De acordo com o economista, no entanto, o efeito da alta do dólar nas
últimas semanas não deve ser o mesmo ocorrido em 2002, quando o varejo
foi fortemente impactado. "Em 2003, o comércio caiu cerca de 4% no
varejo, por causa da alta do dólar na época. Esse ano o setor vai subir,
mesmo com o cenário de desvalorização cambial, as vendas devem aumentar
cerca de 4,5%", projeta.
Controle
Apesar da alta do dólar durante a semana, o Banco Central não
realizou nenhuma operação nova, limitando-se a realizar a rolagem de swaps
cambiais. Mesmo assim, especialistas não deixam de discutir até a
conveniência de se estabelecer mecanismos de controle para o fluxo de
capital.
O professor Botelho considera que medidas nesse sentido são
improváveis e não desejáveis e que se trata de um ajuste do próprio
mercado. “Se um dos candidatos sem compromisso com as reformas, sem
visão realista do sistema econômico brasileiro, ganhar a eleição, esse
valor do dólar deve subir mais. Não é exatamente um movimento
especulativo por um complô internacional contra o Brasil, nada disso.
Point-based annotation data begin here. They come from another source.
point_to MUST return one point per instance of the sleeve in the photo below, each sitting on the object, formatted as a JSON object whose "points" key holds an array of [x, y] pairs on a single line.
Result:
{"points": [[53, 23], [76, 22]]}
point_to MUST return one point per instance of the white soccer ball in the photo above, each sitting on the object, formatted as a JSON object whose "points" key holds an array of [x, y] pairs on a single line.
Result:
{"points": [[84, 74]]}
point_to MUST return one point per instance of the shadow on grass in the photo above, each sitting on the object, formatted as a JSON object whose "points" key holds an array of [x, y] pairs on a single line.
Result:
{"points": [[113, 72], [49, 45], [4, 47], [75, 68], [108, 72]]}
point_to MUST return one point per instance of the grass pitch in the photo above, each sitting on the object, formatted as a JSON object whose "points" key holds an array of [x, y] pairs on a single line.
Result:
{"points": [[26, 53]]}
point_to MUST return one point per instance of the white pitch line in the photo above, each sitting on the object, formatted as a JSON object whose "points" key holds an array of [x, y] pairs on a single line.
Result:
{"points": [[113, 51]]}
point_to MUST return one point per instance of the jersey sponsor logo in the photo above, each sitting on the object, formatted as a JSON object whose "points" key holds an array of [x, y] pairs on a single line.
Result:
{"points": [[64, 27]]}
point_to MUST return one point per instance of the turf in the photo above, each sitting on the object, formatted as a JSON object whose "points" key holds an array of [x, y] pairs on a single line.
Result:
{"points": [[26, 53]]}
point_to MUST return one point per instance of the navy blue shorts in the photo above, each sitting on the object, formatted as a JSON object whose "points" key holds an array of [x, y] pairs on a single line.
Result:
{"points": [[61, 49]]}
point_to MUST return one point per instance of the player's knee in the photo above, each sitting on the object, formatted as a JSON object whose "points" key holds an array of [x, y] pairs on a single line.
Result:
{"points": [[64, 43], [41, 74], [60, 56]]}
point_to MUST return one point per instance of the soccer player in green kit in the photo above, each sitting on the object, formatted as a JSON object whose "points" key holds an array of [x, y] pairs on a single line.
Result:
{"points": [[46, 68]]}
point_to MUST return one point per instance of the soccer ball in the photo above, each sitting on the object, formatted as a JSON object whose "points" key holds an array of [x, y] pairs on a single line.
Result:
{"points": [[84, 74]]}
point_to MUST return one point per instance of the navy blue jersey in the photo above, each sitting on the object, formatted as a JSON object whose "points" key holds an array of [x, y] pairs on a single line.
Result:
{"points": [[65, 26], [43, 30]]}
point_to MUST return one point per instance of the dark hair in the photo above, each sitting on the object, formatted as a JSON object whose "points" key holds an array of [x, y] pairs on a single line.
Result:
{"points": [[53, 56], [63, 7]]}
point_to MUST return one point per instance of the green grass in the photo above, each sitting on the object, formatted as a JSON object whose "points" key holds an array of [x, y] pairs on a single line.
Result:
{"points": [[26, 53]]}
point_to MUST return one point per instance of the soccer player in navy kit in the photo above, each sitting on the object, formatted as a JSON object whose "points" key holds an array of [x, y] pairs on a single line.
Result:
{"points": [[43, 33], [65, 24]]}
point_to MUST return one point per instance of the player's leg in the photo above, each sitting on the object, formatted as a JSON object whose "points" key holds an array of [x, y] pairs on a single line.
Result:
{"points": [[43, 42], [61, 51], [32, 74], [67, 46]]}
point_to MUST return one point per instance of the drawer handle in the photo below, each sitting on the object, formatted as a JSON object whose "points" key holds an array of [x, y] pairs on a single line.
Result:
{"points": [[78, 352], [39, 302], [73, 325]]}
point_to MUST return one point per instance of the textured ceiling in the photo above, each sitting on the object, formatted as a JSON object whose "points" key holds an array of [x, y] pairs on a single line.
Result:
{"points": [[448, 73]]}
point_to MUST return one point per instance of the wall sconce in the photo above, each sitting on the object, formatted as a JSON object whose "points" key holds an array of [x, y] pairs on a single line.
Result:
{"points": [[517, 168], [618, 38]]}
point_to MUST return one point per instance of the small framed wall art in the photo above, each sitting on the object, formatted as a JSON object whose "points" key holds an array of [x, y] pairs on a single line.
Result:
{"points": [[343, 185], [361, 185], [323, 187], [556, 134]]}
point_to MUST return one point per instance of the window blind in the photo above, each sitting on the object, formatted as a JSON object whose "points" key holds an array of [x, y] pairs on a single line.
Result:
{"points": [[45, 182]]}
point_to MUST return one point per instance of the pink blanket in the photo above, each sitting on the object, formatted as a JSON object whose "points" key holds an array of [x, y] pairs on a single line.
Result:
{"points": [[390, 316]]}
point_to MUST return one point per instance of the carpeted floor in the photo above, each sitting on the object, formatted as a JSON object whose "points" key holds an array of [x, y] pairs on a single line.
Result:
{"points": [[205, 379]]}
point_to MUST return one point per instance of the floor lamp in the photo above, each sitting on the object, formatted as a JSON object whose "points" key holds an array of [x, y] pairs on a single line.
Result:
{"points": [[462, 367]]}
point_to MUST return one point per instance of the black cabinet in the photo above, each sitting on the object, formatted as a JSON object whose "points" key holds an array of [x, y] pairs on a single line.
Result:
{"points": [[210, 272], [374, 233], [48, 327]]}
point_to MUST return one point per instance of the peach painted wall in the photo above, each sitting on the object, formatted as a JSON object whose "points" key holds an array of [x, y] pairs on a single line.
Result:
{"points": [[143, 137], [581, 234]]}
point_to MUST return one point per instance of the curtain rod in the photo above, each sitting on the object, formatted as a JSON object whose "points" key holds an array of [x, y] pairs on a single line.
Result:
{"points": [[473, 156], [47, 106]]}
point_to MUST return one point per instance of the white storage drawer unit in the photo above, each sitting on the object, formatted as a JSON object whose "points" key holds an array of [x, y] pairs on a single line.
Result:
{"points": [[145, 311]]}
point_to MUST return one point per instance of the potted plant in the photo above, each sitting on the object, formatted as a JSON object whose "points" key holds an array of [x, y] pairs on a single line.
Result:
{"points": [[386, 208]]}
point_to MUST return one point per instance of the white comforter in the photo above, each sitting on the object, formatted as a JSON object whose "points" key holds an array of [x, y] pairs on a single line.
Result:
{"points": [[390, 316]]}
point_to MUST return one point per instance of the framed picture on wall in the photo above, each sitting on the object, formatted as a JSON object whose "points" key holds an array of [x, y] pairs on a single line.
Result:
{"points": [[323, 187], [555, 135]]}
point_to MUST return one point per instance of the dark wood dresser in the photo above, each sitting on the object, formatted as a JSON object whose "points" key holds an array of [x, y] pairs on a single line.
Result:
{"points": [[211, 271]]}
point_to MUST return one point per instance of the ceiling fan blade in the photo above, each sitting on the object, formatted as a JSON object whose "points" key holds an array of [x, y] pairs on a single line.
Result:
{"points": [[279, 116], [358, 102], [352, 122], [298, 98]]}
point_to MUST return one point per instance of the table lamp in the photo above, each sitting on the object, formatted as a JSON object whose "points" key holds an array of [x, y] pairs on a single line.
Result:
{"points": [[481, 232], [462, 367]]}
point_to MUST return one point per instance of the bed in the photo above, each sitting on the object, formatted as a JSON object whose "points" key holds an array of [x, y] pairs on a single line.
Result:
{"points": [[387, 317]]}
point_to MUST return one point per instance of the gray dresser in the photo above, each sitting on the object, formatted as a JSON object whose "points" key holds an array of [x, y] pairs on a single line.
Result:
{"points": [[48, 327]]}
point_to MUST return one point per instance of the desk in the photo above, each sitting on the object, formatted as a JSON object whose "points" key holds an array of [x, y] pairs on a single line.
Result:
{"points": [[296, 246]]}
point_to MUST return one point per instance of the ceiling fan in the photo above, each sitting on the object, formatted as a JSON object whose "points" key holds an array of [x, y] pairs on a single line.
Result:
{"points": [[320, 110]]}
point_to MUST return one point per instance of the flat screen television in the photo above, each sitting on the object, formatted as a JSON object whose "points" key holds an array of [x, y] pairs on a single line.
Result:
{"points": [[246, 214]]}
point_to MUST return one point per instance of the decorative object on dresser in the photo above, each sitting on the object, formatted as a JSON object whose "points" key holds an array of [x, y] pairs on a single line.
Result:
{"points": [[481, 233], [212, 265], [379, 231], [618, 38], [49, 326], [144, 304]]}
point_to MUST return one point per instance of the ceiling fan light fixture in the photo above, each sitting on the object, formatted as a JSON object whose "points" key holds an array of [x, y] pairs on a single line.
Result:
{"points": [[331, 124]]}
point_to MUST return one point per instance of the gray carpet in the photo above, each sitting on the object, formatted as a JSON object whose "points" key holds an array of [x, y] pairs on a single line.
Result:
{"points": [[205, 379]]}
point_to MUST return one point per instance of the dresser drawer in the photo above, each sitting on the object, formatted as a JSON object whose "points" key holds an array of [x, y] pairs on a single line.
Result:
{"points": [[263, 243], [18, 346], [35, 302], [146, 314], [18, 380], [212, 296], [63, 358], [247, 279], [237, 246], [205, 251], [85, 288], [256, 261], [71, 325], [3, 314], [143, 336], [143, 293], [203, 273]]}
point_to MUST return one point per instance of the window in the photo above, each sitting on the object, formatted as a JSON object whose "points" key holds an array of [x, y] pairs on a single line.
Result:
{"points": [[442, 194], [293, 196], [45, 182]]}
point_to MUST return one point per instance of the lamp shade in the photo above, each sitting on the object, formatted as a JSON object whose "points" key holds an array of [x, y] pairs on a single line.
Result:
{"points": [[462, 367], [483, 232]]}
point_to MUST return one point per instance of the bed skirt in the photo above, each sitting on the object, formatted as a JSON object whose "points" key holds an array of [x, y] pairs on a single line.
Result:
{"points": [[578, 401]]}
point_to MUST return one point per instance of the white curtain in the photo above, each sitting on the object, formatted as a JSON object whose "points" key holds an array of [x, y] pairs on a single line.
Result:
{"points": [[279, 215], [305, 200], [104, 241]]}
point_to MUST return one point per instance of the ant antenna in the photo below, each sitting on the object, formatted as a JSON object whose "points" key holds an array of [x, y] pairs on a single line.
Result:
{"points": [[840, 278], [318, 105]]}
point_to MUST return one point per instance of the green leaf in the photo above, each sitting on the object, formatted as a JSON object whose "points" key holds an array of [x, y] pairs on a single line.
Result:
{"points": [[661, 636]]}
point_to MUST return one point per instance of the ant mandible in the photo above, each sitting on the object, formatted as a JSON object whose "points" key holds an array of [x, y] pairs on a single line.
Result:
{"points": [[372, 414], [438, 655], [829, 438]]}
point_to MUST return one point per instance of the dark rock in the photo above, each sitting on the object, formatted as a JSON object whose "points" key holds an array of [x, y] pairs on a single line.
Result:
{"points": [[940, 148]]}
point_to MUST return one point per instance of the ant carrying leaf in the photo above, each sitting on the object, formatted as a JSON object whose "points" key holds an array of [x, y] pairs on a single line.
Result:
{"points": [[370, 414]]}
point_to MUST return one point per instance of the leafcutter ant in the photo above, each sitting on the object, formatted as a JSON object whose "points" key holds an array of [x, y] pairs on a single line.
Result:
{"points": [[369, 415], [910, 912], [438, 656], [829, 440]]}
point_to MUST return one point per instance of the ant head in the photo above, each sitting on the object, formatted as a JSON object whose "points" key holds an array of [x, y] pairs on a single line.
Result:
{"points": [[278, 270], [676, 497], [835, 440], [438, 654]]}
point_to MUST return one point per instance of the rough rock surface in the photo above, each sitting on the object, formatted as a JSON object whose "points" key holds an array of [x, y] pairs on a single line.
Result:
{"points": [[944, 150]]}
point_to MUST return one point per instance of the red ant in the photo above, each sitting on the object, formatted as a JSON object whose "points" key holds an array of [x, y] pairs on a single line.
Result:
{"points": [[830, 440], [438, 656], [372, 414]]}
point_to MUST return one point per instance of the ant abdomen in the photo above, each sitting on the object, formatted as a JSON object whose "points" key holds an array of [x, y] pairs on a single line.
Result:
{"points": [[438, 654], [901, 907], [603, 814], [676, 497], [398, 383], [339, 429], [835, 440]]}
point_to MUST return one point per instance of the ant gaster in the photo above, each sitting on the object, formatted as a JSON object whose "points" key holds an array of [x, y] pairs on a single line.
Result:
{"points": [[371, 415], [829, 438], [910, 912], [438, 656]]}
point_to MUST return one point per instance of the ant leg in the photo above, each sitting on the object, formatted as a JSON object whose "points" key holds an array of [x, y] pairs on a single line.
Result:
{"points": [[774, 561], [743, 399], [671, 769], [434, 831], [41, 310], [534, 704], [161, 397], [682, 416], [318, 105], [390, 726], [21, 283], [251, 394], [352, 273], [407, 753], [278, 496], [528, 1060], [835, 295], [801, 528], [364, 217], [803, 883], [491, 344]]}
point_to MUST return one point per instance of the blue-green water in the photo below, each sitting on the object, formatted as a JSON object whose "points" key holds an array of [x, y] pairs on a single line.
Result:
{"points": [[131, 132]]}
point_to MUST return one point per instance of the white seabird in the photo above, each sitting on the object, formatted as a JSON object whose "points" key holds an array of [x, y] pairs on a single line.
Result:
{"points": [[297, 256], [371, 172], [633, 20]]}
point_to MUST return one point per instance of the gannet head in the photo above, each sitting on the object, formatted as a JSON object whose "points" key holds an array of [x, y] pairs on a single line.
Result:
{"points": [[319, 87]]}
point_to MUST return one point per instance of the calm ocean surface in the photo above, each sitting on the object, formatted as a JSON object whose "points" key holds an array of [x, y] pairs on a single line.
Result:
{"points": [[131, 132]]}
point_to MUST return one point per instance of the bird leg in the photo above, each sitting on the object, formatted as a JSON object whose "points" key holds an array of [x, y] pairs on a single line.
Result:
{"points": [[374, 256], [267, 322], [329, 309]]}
Esse movimento tem fundamento”, aponta.
Já Ganz Lúcio diverge dessa posição. Ele reconhece que o debate é
polêmico, mas destaca que o capital que deixa o país em contextos como
este são os que especulam - e não os que investem no Brasil. " Medidas
como a tributação do capital especulativo com IOF [Imposto Sobre
Operações Financeiras] desincentiva o capital especulativo vir aqui
aplicar", destaca.
Cenário após eleições, avalia ainda Ganz, dependerá da política
macroeconômica adotada pelo candidato eleito. “Tendo posicionamento de
câmbio de equilíbrio, do desenvolvimento produtivo, que favorece
participação exportadora da nossa indústria adequada, creio que tenderia
a ficar em torno de R$ 3,70, não é câmbio fora de posição”, apontou.